The Power of Focusing on One Thing
Extraordinary success is often misunderstood as a result of doing more, but it is actually the product of doing less. When a successful company was struggling, a consultant pointed out that despite a massive organizational chart, only fourteen key positions truly mattered. By focusing exclusively on those fourteen people, the business transformed from a regional player into an international contender. This shift revealed a fundamental truth: results are not determined by how much one can juggle, but by how narrow one can make their focus. Going small means ignoring all the things one could do and doing what one should do.
Success operates like a geometric progression of falling dominoes. In physics, a single domino can topple another that is 50 percent larger; by the 57th domino, the chain reaction could theoretically reach the moon. Life, however, does not line up the dominoes for us. Highly successful people must find their "lead domino" every day and focus all their energy on it until it falls. This approach works because extraordinary results are sequential, not simultaneous. Knowledge, skills, and wealth are built over time, one layer at a time. By doing the right thing first, the next right thing becomes easier to tackle, creating powerful momentum.

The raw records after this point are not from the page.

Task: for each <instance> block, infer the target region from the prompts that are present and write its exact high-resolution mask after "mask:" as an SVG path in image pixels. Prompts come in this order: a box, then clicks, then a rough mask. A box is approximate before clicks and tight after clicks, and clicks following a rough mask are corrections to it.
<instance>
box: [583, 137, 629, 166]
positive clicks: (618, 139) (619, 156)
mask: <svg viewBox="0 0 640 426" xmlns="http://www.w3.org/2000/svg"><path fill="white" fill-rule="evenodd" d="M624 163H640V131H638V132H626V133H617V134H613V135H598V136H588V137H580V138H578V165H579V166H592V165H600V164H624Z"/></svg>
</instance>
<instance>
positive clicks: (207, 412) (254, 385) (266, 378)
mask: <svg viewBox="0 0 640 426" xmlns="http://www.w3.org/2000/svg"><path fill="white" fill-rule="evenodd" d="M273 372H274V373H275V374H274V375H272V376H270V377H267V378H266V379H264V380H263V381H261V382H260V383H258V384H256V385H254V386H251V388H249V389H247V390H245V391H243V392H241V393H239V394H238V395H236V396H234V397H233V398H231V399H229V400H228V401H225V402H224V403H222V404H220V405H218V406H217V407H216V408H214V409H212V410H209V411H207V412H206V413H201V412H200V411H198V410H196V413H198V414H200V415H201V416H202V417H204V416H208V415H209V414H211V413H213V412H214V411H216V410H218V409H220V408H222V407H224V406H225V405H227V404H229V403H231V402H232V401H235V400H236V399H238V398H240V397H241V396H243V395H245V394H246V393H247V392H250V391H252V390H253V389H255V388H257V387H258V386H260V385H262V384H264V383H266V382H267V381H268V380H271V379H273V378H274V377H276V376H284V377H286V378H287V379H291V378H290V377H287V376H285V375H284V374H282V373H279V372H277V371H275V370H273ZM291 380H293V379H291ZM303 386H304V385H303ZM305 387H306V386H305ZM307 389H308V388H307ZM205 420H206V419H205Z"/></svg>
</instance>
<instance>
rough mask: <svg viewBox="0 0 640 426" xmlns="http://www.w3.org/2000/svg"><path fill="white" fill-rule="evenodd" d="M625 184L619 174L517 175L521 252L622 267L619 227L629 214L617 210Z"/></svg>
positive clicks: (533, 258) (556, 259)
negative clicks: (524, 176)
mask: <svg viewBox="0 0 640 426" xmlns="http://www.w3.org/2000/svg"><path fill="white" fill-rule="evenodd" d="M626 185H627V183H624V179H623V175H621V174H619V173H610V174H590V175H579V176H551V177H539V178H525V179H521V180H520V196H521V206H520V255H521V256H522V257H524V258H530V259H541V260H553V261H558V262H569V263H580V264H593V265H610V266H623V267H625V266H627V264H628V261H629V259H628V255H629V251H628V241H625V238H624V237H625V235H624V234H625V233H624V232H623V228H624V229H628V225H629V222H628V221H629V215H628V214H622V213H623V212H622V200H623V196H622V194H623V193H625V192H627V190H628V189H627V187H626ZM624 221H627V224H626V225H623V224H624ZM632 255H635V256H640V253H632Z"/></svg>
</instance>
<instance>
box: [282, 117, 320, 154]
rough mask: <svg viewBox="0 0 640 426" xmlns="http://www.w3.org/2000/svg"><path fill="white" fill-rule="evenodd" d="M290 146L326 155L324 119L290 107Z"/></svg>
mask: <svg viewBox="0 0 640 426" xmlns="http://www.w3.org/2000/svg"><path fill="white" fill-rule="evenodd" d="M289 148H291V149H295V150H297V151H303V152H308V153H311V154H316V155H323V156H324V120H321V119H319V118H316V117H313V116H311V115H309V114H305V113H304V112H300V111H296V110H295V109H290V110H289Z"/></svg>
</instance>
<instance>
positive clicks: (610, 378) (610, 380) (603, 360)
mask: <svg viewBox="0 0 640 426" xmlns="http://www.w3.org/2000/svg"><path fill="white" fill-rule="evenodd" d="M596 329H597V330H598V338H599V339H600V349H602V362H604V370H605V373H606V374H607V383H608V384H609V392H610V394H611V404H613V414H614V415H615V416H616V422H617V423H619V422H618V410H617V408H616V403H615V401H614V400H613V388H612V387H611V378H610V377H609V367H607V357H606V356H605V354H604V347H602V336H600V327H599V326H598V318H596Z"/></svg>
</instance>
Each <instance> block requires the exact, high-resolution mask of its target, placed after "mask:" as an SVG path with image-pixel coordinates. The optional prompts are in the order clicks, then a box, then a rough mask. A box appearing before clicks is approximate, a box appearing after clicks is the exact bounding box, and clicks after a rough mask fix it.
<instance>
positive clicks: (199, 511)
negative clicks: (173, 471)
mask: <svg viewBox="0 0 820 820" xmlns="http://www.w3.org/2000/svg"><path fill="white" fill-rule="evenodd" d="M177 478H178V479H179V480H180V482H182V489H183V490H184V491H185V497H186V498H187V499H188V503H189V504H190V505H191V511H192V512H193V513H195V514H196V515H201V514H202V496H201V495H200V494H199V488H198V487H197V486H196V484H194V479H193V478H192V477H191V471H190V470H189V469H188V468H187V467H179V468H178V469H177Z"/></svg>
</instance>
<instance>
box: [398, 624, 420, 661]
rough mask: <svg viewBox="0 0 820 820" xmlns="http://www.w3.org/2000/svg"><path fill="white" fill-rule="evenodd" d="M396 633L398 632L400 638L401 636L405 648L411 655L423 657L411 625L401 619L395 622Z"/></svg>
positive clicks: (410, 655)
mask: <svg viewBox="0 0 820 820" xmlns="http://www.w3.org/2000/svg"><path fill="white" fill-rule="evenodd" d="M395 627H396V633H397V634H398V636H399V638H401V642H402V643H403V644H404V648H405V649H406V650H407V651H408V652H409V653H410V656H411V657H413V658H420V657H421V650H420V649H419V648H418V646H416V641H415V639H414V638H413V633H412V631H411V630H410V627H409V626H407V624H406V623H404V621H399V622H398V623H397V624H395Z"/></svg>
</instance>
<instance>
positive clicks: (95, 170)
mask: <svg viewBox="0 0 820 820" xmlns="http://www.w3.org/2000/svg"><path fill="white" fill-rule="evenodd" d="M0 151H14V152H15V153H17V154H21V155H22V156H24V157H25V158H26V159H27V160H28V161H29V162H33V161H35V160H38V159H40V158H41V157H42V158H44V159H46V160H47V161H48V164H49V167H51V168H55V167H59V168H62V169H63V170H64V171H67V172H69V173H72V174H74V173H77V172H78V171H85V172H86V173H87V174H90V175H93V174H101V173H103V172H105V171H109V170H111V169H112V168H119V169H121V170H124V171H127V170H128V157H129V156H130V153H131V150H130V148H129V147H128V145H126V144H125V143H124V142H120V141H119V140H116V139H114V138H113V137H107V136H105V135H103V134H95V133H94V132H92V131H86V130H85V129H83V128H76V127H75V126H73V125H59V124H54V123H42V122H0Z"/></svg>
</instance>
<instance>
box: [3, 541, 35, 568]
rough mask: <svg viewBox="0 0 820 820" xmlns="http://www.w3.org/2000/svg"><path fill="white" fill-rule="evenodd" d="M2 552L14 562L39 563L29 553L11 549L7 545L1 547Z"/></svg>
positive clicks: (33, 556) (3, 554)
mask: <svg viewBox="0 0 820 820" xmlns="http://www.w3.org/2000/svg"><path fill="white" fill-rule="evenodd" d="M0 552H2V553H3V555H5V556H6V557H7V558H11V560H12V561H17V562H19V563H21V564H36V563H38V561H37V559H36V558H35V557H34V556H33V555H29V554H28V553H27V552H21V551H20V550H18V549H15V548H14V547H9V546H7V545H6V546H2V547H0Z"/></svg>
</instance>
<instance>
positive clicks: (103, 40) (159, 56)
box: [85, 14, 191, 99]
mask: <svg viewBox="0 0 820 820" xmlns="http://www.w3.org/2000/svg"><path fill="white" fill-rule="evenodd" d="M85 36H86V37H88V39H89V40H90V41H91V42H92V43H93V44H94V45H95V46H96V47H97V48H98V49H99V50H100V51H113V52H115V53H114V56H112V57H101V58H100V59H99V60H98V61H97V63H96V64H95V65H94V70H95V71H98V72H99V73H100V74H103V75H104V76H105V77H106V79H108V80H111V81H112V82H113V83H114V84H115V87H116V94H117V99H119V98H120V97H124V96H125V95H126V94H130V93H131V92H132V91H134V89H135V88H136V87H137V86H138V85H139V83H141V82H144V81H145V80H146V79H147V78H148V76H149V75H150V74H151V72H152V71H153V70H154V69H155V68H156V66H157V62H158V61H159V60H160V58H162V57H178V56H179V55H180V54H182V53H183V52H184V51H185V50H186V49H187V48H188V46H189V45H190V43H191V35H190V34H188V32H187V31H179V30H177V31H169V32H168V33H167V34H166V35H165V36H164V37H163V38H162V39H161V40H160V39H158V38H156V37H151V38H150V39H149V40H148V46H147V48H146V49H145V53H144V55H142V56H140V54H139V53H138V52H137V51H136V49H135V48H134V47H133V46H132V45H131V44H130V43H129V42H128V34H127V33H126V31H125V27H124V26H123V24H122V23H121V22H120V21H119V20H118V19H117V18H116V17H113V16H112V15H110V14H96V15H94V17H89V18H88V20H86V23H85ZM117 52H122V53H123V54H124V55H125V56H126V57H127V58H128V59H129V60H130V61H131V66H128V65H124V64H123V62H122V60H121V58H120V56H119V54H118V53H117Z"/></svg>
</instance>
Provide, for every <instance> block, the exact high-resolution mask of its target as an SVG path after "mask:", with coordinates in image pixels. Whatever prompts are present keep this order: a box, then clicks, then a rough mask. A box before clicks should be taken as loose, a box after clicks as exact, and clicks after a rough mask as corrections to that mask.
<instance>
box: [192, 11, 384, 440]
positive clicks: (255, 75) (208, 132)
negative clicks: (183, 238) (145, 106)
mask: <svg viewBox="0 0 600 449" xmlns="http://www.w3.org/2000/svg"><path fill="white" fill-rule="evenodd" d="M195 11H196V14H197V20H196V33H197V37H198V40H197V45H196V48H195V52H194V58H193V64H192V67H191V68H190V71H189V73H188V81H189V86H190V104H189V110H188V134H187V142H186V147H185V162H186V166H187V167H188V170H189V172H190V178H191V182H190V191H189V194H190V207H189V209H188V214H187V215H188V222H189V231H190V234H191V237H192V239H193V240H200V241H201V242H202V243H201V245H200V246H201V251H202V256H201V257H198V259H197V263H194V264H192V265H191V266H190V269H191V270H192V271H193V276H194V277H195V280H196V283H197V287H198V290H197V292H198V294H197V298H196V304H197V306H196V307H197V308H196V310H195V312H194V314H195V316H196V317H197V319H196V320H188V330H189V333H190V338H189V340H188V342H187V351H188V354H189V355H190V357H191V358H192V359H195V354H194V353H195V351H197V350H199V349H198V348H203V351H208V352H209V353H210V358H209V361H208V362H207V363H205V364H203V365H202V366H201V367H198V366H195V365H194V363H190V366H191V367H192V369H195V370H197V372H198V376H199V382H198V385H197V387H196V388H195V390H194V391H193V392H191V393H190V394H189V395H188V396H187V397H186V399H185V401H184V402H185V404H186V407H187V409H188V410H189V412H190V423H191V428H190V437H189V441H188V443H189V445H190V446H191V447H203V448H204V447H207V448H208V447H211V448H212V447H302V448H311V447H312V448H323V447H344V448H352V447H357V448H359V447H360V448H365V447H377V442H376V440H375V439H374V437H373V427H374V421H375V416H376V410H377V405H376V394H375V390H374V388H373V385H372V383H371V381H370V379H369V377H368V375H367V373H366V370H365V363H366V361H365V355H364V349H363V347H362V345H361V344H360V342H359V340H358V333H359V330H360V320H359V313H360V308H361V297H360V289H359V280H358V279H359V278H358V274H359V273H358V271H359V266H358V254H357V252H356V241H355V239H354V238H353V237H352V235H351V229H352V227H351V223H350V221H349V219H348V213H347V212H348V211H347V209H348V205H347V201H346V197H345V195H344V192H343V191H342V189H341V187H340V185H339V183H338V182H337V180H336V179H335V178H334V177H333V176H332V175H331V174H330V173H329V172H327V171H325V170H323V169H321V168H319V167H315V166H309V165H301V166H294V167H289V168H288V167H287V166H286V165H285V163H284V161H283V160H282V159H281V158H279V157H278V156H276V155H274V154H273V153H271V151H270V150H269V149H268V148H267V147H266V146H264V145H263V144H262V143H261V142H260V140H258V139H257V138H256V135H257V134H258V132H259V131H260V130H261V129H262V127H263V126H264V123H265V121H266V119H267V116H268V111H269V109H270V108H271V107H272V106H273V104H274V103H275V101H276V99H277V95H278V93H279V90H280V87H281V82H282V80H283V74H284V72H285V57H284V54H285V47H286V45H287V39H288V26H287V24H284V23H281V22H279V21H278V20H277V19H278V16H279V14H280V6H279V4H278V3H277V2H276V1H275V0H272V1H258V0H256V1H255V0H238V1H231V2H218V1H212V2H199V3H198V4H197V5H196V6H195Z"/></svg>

The world’s most successful entities are defined by this singular path. Google is built on search; Intel is driven by microprocessors; Star Wars is fueled by a cinematic universe that makes all other merchandise possible. Even when a company evolves, it succeeds by identifying its current "ONE Thing" and pouring resources into it. This principle applies to individuals as well; most icons point to one pivotal person or mentor who changed their trajectory. Bill Gates, for example, followed a path from one passion (computers) to one partner (Paul Allen) to one product (BASIC), eventually using that success to tackle one global problem (infectious disease) through one tool (vaccines).